Several national union organizations, most notably the United Food and Commercial Workers Union (UFCW), have courted weed industry workers for years with only modest success. Interest in unionization is now picking up steam, however, now that frustrations over poor working conditions have reached a boiling point during the current health crisis.
“It wasn’t until this crisis hit us that these workers realized that nothing has changed and it will never change, so we have to do something about it,” said Moises Zavala, organizing director for UFCW Local 881 in Illinois, to Marijuana Business Daily. Zavala added that workers in Illinois have been concerned with low wages, last-minute rescheduling, and safety issues, but hoped that their employers “would eventually do right by them and provide better wages and benefits.”

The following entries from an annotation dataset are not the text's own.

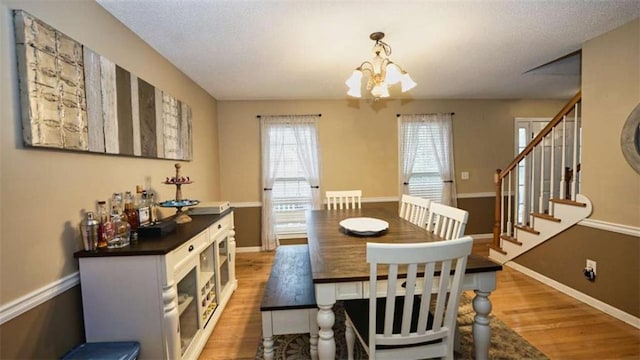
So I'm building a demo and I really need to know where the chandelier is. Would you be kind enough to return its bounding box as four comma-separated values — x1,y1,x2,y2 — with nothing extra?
345,32,417,100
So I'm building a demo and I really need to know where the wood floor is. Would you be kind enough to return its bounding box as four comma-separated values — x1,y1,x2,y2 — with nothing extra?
200,244,640,360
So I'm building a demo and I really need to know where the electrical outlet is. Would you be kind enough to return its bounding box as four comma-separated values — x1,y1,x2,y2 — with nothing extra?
587,259,597,275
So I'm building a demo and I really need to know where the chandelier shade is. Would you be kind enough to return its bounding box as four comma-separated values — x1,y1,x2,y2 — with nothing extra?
345,32,417,100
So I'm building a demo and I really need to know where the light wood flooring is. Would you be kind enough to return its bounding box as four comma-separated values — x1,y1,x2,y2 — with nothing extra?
200,244,640,360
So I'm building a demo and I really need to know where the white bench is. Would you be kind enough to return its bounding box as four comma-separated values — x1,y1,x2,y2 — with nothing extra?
260,245,318,360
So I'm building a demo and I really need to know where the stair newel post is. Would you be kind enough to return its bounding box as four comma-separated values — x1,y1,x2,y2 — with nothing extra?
538,136,546,214
560,115,567,199
508,169,514,236
493,169,502,249
546,126,556,216
571,104,579,201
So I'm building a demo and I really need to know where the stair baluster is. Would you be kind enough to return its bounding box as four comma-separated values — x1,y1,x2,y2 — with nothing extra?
490,92,591,262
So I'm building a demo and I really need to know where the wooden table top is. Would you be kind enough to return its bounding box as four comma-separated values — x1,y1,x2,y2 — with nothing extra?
306,208,502,283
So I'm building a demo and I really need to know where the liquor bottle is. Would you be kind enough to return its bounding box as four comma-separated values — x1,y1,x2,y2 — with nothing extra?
124,191,140,242
80,211,99,251
137,190,151,225
107,214,131,249
111,192,127,225
97,201,113,248
148,193,159,224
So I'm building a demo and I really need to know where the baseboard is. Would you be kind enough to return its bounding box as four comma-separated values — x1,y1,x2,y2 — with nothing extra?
578,219,640,237
469,233,493,242
456,192,496,199
236,246,262,253
0,271,80,325
504,261,640,329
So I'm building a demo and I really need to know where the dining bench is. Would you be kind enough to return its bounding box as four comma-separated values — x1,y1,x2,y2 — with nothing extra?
260,244,318,360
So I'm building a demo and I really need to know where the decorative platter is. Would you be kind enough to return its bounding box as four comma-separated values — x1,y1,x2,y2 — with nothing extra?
340,217,389,236
159,199,200,207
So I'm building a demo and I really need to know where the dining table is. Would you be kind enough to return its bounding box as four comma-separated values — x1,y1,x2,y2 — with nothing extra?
306,207,502,360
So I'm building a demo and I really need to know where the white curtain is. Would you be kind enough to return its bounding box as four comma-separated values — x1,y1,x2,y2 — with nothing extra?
398,115,424,196
260,115,321,250
260,116,286,250
292,115,322,210
427,113,458,206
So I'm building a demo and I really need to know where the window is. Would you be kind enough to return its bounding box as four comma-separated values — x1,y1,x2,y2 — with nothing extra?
272,127,312,239
398,114,456,206
260,115,321,250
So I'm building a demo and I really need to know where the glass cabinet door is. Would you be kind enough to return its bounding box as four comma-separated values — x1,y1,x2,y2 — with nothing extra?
199,244,218,327
178,266,198,354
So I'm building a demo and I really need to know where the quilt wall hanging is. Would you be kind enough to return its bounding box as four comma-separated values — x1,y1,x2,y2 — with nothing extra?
14,10,192,160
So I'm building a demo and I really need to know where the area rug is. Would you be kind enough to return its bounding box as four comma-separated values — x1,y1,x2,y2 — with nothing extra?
256,294,548,360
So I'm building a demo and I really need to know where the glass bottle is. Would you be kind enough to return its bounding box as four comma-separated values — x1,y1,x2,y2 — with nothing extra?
80,211,99,251
111,192,127,221
107,215,131,249
124,191,140,242
148,193,158,224
138,190,151,225
97,201,113,248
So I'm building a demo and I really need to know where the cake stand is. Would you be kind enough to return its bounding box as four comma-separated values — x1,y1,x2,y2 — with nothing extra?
158,163,200,224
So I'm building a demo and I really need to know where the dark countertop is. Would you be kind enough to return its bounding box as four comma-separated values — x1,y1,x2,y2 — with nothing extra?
73,208,233,258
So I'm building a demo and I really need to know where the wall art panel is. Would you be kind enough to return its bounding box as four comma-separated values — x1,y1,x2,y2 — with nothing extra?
14,10,192,160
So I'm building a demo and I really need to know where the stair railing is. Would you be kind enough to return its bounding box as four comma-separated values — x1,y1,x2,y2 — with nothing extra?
491,91,582,251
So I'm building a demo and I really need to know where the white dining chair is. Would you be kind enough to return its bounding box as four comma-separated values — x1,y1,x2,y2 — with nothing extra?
426,201,469,240
344,236,473,359
400,194,431,228
325,190,362,210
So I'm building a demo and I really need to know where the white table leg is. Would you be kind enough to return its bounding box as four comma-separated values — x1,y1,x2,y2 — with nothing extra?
316,299,336,360
262,336,273,360
473,290,491,360
309,309,318,360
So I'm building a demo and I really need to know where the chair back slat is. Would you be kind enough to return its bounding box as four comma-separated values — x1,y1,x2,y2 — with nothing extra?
362,236,473,358
325,190,362,210
426,201,469,240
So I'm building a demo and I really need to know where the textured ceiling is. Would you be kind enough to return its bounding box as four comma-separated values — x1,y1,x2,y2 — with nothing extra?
98,0,640,100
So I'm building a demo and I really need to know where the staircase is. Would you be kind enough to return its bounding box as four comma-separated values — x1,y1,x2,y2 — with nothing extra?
489,92,592,263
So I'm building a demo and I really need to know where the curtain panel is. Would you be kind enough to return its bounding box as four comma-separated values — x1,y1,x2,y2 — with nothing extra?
260,115,321,250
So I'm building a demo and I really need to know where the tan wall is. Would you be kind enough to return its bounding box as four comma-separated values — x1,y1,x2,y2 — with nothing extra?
0,286,85,359
0,0,220,357
582,20,640,227
516,226,640,317
515,20,640,317
218,100,566,202
234,197,495,248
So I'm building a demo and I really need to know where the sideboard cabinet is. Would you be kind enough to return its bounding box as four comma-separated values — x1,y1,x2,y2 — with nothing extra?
75,209,237,359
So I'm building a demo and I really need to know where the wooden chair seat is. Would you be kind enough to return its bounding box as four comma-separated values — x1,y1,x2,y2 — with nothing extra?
344,236,473,360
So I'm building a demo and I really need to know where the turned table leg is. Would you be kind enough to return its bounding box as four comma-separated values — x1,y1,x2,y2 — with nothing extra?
318,304,336,360
473,290,491,360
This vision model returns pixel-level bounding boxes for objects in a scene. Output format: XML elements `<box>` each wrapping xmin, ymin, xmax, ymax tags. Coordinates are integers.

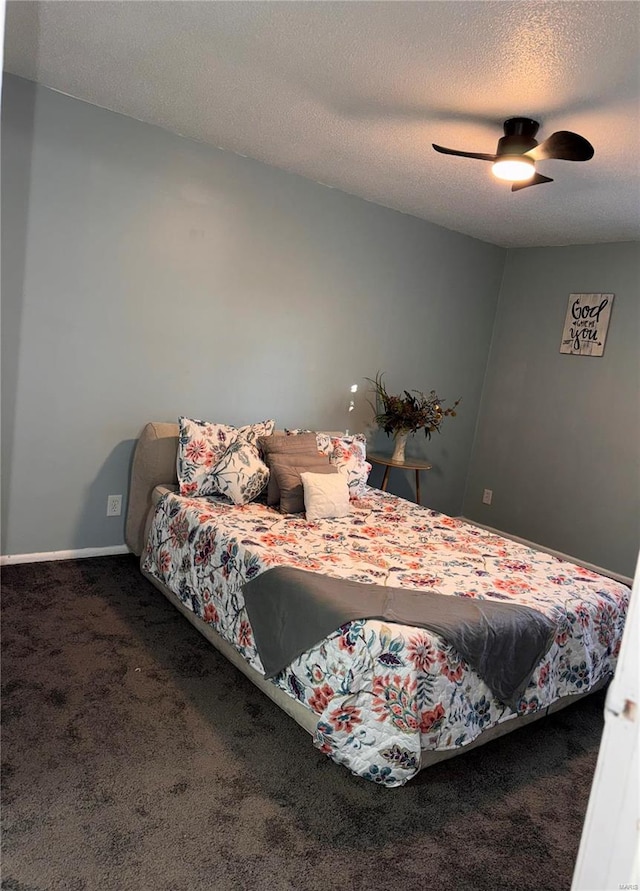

But some businesses’ lackluster response to the pandemic has convinced workers that their bosses do not have their best interests in mind. Last month, the UFCW filed petitions to represent employees at four legal weed retailers in Illinois. The first two of these petitions, which were to be distributed to employees of MedMen Enterprises in Evanston and Nature's Care in Rolling Meadows, were withdrawn late last week, however.
Zavala said that the delay of these petitions is only temporary, caused by the recent hiring of new employees. Still, he said he expects unionization efforts to continue at both of these locations. Union leaflets have also accused Cresco Sunnyside, in the Chicago suburb of Lakeview, of paying low wages, constantly changing schedules, and failing to provide adequate safety protections against COVID-19.
Cresco spokesperson Jason Erkes disputed these claims, telling Marijuana Business Daily that his company “immediately implemented additional health and safety protocols surrounding COVID-19, including increased sanitation, regulated social distancing, a reduced on-premise work force, sneeze guards, and accessible PPE (gloves and masks), as well as an essential-pay program for all of our frontline essential workers.”
Unionization efforts are also ramping up at Curaleaf medical marijuana dispensary in Hanover, Massachusetts. Although store employees have credited Curaleaf with providing adequate protections against the pandemic, they are hoping that joining a union will help guarantee their working hours, pay, and benefits. Employees are also asking to be recognized and included in decisions regarding the future growth of the company.
So far, none of these unionization attempts have succeeded, but union ballots were mailed out to Cresco employees this Monday. Employees will have until May 22nd to decide whether or not they want to form one of the country's first cannabis industry employee unions.